Comment 4 Dave Kleikamp 2008-04-14 14:34:38 UTC
That's similar to what I've seen on jfs.  It doesn't look like like the same problem originally reported, but I can get it consistently.  I was able to reproduce it on 2.6.25-rc1, but not 2.6.24.
Comment 5 Dave Kleikamp 2008-04-18 12:30:09 UTC
I'm convinced that the "blocked for more than 120 seconds" warnings are not related to the originally reported problem, which I can't recreate.  I am able to get rid of the warnings and stack traces as suggested:
"echo 0 > /proc/sys/kernel/hung_task_timeout_secs"
Comment 6 Kamalesh Babulal 2008-05-02 01:26:41 UTC
Dave,

I checked with the 2.6.25 kernel, the bug is reproducible after 99763 warnings of "echo 0 > /proc/sys/kernel/hung_task_timeout_secs" disables this message.

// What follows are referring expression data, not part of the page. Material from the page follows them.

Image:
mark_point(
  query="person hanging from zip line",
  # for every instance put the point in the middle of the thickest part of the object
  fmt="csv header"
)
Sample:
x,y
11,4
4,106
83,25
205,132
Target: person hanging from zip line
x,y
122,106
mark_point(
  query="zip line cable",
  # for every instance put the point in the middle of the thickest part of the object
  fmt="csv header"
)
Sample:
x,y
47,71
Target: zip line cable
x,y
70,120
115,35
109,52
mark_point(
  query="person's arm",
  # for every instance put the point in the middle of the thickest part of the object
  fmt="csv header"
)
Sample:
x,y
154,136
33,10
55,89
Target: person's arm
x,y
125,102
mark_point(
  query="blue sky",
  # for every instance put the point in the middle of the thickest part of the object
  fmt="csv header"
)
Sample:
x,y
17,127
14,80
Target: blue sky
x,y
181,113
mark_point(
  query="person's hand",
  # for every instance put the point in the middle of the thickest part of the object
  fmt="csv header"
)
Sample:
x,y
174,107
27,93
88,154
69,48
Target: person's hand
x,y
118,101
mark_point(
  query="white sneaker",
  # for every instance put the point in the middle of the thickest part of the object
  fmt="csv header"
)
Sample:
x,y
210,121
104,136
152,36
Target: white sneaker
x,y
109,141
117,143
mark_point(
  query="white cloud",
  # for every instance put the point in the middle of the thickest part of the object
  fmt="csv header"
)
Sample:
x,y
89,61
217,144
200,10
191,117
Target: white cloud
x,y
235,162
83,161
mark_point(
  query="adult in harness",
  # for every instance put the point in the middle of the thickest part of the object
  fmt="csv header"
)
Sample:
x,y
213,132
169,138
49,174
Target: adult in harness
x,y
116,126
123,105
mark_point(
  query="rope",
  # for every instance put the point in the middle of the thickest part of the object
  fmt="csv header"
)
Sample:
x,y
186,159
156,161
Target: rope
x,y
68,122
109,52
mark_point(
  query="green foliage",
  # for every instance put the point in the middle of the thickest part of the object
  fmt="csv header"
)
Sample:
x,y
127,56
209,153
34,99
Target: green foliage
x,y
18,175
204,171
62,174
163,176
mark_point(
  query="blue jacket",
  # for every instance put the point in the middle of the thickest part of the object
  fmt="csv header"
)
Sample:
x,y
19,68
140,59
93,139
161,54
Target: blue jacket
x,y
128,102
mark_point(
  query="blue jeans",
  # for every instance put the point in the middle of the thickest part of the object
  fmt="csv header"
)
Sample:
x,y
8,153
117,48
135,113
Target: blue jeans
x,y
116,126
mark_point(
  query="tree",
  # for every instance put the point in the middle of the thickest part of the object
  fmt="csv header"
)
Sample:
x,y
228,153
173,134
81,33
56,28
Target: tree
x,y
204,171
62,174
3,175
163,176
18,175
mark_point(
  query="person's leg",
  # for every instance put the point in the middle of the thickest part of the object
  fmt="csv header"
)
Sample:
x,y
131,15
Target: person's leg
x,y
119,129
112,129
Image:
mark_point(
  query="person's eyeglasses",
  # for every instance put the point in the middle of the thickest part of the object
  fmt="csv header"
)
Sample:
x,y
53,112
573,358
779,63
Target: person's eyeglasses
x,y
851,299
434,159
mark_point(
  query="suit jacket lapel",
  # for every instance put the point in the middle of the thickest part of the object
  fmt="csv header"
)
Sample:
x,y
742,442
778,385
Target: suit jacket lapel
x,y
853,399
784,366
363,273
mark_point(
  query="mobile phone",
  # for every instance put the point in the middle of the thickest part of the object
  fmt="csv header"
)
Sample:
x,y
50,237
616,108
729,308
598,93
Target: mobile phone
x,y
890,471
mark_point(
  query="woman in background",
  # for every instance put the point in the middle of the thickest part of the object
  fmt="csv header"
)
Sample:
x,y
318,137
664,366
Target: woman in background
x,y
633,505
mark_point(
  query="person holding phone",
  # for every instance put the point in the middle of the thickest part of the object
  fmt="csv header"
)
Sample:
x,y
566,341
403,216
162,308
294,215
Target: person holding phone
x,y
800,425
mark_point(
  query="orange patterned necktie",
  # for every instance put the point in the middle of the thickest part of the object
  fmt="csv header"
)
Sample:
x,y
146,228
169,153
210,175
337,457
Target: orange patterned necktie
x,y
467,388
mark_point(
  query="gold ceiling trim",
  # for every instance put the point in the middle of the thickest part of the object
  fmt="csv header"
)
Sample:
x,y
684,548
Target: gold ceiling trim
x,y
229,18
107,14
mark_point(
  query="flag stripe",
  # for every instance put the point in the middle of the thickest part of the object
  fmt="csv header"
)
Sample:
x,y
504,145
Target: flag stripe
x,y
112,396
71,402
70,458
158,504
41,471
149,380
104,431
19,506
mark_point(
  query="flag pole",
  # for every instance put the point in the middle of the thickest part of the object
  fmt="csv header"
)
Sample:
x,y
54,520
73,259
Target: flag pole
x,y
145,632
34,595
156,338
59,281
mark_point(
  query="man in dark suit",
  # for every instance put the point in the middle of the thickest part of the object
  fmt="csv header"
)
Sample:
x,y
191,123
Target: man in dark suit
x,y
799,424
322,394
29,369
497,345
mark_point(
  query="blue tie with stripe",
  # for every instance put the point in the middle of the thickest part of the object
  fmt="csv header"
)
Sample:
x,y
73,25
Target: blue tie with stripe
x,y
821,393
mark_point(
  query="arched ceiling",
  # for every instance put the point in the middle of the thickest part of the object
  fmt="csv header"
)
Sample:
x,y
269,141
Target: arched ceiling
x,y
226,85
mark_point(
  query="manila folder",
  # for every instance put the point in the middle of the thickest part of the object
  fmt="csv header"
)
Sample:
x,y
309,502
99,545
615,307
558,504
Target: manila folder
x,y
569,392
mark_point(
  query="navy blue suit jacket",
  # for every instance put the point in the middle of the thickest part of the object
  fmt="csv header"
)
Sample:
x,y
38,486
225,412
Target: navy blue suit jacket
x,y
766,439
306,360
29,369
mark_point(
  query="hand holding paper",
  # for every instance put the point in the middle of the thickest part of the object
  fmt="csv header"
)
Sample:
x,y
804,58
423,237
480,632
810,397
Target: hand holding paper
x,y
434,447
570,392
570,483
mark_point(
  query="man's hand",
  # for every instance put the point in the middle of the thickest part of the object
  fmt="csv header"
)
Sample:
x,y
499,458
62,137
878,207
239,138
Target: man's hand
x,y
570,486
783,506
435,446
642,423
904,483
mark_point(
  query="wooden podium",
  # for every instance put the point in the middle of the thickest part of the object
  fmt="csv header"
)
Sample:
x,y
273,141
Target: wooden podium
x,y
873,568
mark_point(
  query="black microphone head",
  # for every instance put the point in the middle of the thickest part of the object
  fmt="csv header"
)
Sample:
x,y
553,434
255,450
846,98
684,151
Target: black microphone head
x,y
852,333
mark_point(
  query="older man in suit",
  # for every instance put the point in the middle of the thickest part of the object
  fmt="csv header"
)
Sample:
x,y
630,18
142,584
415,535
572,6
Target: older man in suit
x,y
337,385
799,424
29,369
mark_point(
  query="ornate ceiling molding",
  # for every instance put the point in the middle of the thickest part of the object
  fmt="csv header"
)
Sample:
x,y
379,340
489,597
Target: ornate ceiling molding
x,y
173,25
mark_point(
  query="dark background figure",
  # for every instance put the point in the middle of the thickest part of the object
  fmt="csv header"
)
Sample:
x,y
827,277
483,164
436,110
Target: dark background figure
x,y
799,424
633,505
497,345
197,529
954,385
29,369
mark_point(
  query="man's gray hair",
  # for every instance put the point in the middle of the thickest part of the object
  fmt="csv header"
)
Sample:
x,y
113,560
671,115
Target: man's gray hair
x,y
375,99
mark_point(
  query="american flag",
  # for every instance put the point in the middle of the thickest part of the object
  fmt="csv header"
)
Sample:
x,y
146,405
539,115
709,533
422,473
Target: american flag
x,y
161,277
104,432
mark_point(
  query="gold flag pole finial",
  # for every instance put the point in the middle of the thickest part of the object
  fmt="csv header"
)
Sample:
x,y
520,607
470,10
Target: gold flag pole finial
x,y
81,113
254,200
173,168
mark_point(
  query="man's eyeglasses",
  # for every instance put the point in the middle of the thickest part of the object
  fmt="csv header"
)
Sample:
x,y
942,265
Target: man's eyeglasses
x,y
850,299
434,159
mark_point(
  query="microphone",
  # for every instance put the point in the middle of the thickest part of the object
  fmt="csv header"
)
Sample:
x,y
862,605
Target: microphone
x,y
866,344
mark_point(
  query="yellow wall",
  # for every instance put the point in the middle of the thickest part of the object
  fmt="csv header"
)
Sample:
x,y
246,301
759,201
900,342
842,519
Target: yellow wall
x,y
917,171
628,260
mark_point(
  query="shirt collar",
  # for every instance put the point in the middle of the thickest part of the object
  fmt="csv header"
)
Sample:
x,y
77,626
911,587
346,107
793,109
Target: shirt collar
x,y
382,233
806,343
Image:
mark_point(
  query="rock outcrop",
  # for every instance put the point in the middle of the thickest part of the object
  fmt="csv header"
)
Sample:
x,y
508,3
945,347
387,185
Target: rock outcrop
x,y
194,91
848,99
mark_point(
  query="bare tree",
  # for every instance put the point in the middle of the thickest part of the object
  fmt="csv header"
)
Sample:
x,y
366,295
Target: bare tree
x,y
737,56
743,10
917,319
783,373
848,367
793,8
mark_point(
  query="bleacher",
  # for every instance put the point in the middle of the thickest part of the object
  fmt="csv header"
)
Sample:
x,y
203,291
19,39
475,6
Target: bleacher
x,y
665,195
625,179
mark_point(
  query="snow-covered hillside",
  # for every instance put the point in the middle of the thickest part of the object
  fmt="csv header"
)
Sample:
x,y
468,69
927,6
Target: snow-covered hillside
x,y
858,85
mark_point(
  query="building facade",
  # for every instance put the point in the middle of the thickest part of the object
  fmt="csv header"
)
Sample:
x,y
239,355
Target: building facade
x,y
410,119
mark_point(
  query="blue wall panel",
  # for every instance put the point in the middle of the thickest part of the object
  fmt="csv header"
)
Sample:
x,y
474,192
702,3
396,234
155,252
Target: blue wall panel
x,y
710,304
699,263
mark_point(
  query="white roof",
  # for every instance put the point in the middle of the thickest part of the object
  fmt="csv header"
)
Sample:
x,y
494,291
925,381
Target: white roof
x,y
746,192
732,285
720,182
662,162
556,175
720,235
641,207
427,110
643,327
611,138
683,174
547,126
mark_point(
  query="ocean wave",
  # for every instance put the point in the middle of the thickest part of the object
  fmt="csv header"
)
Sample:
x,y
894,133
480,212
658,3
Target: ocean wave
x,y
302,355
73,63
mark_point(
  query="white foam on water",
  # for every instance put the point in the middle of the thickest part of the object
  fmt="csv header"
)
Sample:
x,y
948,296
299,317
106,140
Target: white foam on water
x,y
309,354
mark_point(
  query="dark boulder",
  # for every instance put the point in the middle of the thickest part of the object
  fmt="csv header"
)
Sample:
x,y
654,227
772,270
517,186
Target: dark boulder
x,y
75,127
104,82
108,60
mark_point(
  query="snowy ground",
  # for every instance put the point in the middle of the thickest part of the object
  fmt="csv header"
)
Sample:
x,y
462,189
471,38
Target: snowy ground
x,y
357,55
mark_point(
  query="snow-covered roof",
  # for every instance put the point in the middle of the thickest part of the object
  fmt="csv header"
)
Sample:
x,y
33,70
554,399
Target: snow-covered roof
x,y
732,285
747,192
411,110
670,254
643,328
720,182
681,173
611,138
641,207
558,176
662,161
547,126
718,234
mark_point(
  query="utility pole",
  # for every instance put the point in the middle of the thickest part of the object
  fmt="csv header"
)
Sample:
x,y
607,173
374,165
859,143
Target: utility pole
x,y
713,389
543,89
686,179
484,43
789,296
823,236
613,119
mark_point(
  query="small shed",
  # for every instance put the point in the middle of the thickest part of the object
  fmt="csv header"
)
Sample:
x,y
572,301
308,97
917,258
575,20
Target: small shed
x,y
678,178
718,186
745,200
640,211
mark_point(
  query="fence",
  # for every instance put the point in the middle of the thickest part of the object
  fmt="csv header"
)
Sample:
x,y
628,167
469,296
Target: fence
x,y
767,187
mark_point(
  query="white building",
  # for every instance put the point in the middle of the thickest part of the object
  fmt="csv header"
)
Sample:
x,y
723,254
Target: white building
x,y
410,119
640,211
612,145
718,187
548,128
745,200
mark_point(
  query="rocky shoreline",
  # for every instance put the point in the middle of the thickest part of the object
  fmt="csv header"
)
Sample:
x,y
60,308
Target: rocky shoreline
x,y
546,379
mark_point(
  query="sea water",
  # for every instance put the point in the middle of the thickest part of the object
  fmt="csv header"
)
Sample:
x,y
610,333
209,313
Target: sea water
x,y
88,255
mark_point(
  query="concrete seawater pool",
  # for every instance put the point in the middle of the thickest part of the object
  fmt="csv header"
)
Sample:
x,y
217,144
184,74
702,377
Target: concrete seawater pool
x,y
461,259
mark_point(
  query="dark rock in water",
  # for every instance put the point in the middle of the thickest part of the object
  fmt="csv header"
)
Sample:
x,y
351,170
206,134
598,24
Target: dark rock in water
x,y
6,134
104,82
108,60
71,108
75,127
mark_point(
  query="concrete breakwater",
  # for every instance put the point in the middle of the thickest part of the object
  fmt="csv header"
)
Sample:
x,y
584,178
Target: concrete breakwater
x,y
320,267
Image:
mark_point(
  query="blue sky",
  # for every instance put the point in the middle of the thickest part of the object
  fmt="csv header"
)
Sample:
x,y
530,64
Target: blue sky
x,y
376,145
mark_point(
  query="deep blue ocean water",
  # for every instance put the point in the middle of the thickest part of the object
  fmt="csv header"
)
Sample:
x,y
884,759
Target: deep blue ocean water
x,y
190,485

kernel BUG at fs/mpage.c:476!
cpu 0x0: Vector: 700 (Program Check) at [c0000000bf976bd0]
    pc: c00000000012faac: .__mpage_writepage+0xd0/0x618
    lr: c0000000000c7d90: .write_cache_pages+0x228/0x3e8
    sp: c0000000bf976e50
   msr: 8000000000029032
  current = 0xc0000000b1bd7f60
  paca    = 0xc000000000663b00
    pid   = 16625, comm = fsstress
kernel BUG at fs/mpage.c:476!
enter ? for help
[c0000000bf9773d0] c0000000000c7d90 .write_cache_pages+0x228/0x3e8
[c0000000bf977540] c0000000001300a8 .mpage_writepages+0x54/0x8c
[c0000000bf9775e0] c0000000001fedc8 .jfs_writepages+0x1c/0x34
[c0000000bf977660] c0000000000c7ff0 .do_writepages+0x68/0xa4
[c0000000bf9776e0] c0000000000bff6c .__filemap_fdatawrite_range+0x88/0xb8
[c0000000bf9777d0] c0000000000c0248 .filemap_write_and_wait+0x2c/0x68
[c0000000bf977860] c0000000000c0bf4 .generic_file_buffered_write+0x65c/0x6c8
[c0000000bf9779a0] c0000000000c0f60 .__generic_file_aio_write_nolock+0x300/0x3ec
[c0000000bf977aa0] c0000000000c10cc .generic_file_aio_write+0x80/0x114
[c0000000bf977b60] c0000000000f8204 .do_sync_write+0xc4/0x124
[c0000000bf977cf0] c0000000000f8a38 .vfs_write+0xd8/0x1a4
[c0000000bf977d90] c0000000000f93c4 .sys_write+0x4c/0x8c
[c0000000bf977e30] c000000000008734 syscall_exit+0x0/0x40
--- Exception: c01 (System Call) at 000000000ff0d8c8
SP (ffb3c720) is in userspace
Comment 7 Alan 2010-01-19 22:09:02 UTC
Is this still present in more recent kernels ?
Comment 8 Florian Mickler 2010-08-17 18:18:30 UTC
I'm closing this now. 

Please reopen if it is still reproducible in recent kernels!